Ils sont sortis de la ville. Le trajet a duré une éternité. Pourtant, c’était pas si loin… Les bus, c’était des Scania-Vabis »
La voix s’accrochait à des détails. Sans doute pour ne pas hurler. Ensuite, la douce litanie a repris :
« Ils se sont garés près de grandes fosses qui avaient été creusées à l’avance. On a conduit les prisonniers tout au bord. Et dans le silence, on a seulement perçu le cliquetis des fusils qu’on arme. »
Une autre voix, une voix de femme a interrompu le monologue lancinant de l’homme.
« C’était où ? Ça s’est passé quand ? »
L’homme a repris :
« Non non, on va trop vite, là. Faut que je raconte tout depuis le début »
BONJOUR TRISTESSE
Paris – 1963-1990
J’ai commencé très tôt, la tristesse.J’étais tellement doué pour ça. Ça venait sans doute de ma mère… de ses épaules voutées… de l’air accablé qu’elle promenait dans toutes les pièces de l’appartement. Les gens de gauche sont toujours un peu tristes. Et je n’ai jamais connu quelqu’un plus à gauche que ma mère. On ne peut pas être heureux quand on a trop de conscience sociale.
Je me souviens qu’à sept ans, je ne passais pas une journée sans pleurer. Il fallait toujours que je me trouve une bonne raison. J’aimais bien inventer des désastres dans ma vie. J’imaginais ma mère morte. Je me voyais seul, en orphelinat, maltraité par des instituteurs sadiques. En dehors de ma mère, il n’existait personne de plus malheureux que moi à cent kilomètres à la ronde. J’avais un tel besoin d’amour…
Ma mère est communiste.

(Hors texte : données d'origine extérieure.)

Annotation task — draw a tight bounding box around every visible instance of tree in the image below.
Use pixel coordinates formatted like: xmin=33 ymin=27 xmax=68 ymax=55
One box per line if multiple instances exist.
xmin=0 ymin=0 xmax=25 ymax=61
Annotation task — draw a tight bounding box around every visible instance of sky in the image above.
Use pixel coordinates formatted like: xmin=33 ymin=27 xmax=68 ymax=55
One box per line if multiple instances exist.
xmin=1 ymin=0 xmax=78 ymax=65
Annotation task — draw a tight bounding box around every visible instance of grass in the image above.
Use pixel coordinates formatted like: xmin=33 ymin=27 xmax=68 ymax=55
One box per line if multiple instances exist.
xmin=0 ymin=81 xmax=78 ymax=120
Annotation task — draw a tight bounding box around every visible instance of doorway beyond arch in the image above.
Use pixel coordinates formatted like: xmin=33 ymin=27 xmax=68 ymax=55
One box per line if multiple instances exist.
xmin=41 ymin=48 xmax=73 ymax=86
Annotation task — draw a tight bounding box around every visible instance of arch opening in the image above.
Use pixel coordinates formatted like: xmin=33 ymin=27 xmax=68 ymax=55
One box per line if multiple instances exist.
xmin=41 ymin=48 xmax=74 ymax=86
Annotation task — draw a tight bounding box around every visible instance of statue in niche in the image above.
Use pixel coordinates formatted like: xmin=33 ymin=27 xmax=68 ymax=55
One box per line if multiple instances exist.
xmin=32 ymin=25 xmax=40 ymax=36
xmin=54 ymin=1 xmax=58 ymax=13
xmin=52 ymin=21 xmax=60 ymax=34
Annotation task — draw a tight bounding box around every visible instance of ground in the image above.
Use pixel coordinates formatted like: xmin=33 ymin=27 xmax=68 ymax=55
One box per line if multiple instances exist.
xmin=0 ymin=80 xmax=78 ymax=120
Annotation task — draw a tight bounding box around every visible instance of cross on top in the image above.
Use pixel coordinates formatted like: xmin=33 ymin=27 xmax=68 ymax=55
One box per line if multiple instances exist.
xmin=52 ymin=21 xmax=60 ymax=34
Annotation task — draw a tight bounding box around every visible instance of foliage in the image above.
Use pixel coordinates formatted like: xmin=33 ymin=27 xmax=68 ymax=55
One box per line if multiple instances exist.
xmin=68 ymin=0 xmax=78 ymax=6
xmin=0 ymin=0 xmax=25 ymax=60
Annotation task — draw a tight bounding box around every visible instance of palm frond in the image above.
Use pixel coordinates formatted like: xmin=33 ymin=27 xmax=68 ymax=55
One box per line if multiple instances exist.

Je l’ai souvent accompagnée dans les meetings, à la fête de l’Humanité, tous ces trucs qui vous donnent l’illusion de pouvoir changer le monde. J’étais toujours le plus jeune dans ces rassemblements. Des fois, pour les élections, je faisais du porte-à-porte avec elle. Ma mère en était très fière. Elle m’exhibait comme un trophée. Le Parti, pour moi, c’était mon catéchisme. Ennuyeux à mourir. J’étais cerné par des types en révolte perpétuelle… Des types sans aucune autodérision. Quel que soit l’orateur, les discours ne variaient pas d’une virgule. Un peu comme à l’église quand les gens doivent répondre au curé des trucs du genre « Et avec votre esprit » ou « Amen », il fallait toujours chanter « L’internationale », avoir le vocabulaire adapté, se ranger du côté des « travailleurs » ou des « prolétaires », se révolter contre leur « exploitation ».
Ma mère ne me laissait aucun répit. Chacun de mes actes, chacune de mes pensées étaient pesés, jugés, admis ou condamnés. Je ne me souviens pas d’avoir reçu une gifle. Pas plus que je ne me souviens d’avoir reçu de la tendresse. Ma mère était avare en câlins et baisers.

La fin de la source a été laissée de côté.